La misère des bourgeois existe-t-elle ? Peut-on parler de la pauvreté de certains habitants des beaux quartiers ? Florence Dupré la Tour a osé transgresser le tabou ultime : les enfants de bonne famille galèrent parfois financièrement mais ils le cachent. Certes, ils ont reçu une bonne éducation, savent tenir leur fourchette correctement, mais sont exposés comme n’importe qui aux revers de fortune. Leur souffrance est d’autant plus violente qu’elle doit être tue.
« C’est à l’âge de dix-sept ans que se posèrent pour moi les premières questions d’argent. » En grandissant, les filles à papa tombent de haut.
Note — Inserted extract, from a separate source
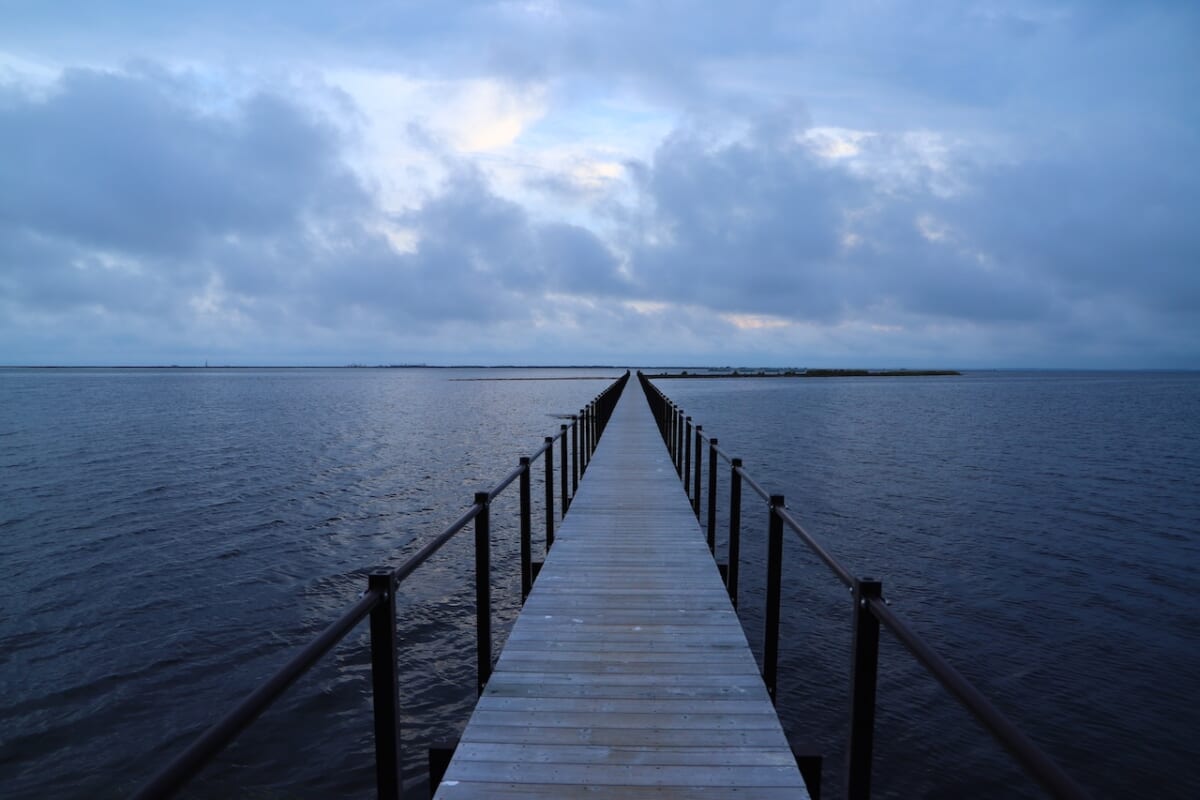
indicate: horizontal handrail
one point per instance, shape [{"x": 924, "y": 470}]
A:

On a tous connu ces moments de désespoir, quand on est viré de son emploi ou après une séparation familiale, quand la misère est plus pénible car inattendue et honteuse. Personnellement, je prends un plaisir malsain à contempler les visages déçus des clients qui me reconnaissent à la caisse du Lidl d’Hendaye.
La grande frustration de la France vient de ce que ses citoyens n’ont pas le droit d’être à découvert comme leur gouvernement
Jeune et fauchée de Florence Dupré la Tour, c’est Les Misérables


4 month_ago
56



























.jpg)






French (CA)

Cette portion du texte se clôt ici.